The direct assistance to businesses and self-employed affected by the pandemic measures provides for cash payments between €1,000 and €300,000 to be used for operating expenses. The payment will be calculated on the basis of turnover and reduction in business.
The allocated amount is €200m and it is expected that around 30,000 businesses will be taking part. It will also cover businesses that opened in 2020, whose grant will be calculated on the basis of the average turnover in their sector.
To be eligible, businesses must have their permanent base in Cyprus, have their VAT settled, and will re-open inside 2021.
For example, a gym with a 2019 turnover of €311,000 and a reduction in business of 80 per cent, will receive €8,000.
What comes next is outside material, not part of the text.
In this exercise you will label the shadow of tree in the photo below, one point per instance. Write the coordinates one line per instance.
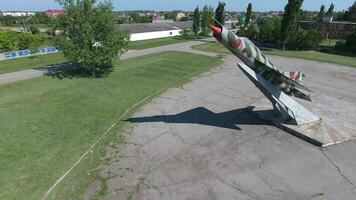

A winery with a €795,000 turnover and a 46 per cent reduction stands to receive €9,000, the minister said.
Petrides also announced a scheme for self-employed who are not registered with the VAT and the value of their taxable transactions is less than €15,600 per year.
Those eligible will receive an additional subsidy equal to 50 per cent of the monthly allowance received from the labour ministry. The procedure will be announced later this month.
The government also announced an extension of the moratorium on loan repayment for certain categories.
“The temporary protection of targeted categories of borrowers is necessary to provide breathing space to citizens and small and medium businesses with a mortgaged primary residence whose operation will cease under the new health ministry decrees,” Petrides said.
The scheme will be in effect for six months, between January 1 and June 30. Applications will be submitted until the end of the month and will be retroactive.
The new decree includes credit facilities with delays of under 30 days on December 31, 2020.
Loans signed after March 2020 are not covered. Eligible parties are individuals and small and medium businesses with mortgaged primary residences worth up to €350,000.
Also eligible are business loans taken by companies and self-employed whose operations have been suspended, and loans by companies in the hotel sector.
People who applied for the previous scheme but have not completed nine months will be allowed to apply again to cover the remaining period.
The minister also announced that for January and February, businesses whose operations are entirely or partially suspended will be allowed to pay 30 per cent of the rent to their landlords. The balance must be settled by February 2022.
Those renting from the state will not have to pay rent for January and February.
The government also extended a tax break scheme for owners who voluntarily reduce their tenant’s rent between January and March.
If the landlord reduces the rent for six months, they are entitled to a discount equal to 50 per cent of the discount. To be eligible for the tax break, the reduction in rent must be between 30 per cent and 50 per cent.
Landlords will also be afforded a reduction in their defence contribution, the minister said.
A scheme to subsidise housing loan interest rates has also been extended for six months.